The Best Piece Of Business Advice

In the past few weeks, there have been countless discussions around being an Entrepreneur. It may have to do with the recession or it may have to do with the new realities of the new economy - more and more Digital Nomads working remotely or foregoing the infrastructure of a formal company and going at it solo.

One glance over the standard Twitter feed and you'll find that there is a growing group of individuals who are either thinking about striking out on their own or are in the midst of being their own boss. What is the trick? What do you have to know about being an Entrepreneur? Is it is easy? Is it hard?  I've been an Entrepreneur for a while. I started out as one, took a break and worked at a number of companies and then hopped back into the world of self-employment almost eight years ago.
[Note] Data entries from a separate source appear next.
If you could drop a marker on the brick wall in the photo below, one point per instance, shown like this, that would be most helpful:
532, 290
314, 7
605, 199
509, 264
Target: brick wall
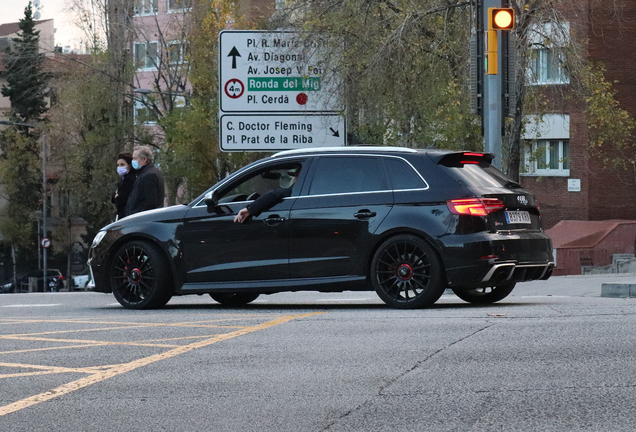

On my journey, there were two books that really stood out:

  1. E-Myth Revisited by Michael Gerber.
  2. How The Best Get Better by Dan Sullivan.

How The Best Get Better came with two audio CDs that changed the way I saw things. Sullivan talks about what it really means to be an Entrepreneur:

It's that moment in time where an individual realizes that they can't rely on anyone else but themselves for their own professional and financial outcome.

What might read like a very basic and simple thought is not. Most people go through their lives depending and relying on others for their professional and financial outcome. What makes this concept ever-more powerful is that it applies to those who are employees in every sort of company as well: the more entrepreneurial you are, the more you strive for perfection and the more you dedicate your time to your trade, the more independence you are creating for yourself. The more  indispensible you're making yourself... the closer you get to writing your own ticket. It's not just about those who go at it alone, it's also about the Entrepreneurs Within.

It's the best piece of business advice I ever received. It's the best piece of business advice I could ever give.

It's also directly applies to New Media. You don't need permission to speak to a greater audience. All of these platforms (Blogs, Podcasts, Twitter, Facebook, LinkedIn and on) empower you (for free) to share your thoughts, to build a community and to grow professionally. It's not just about publishing what you want just because you can (which is a very valuable concept in it's own right), it's about publishing what you want because you want to grow professionally and expand your horizons.

What's the best piece of business advice you ever got?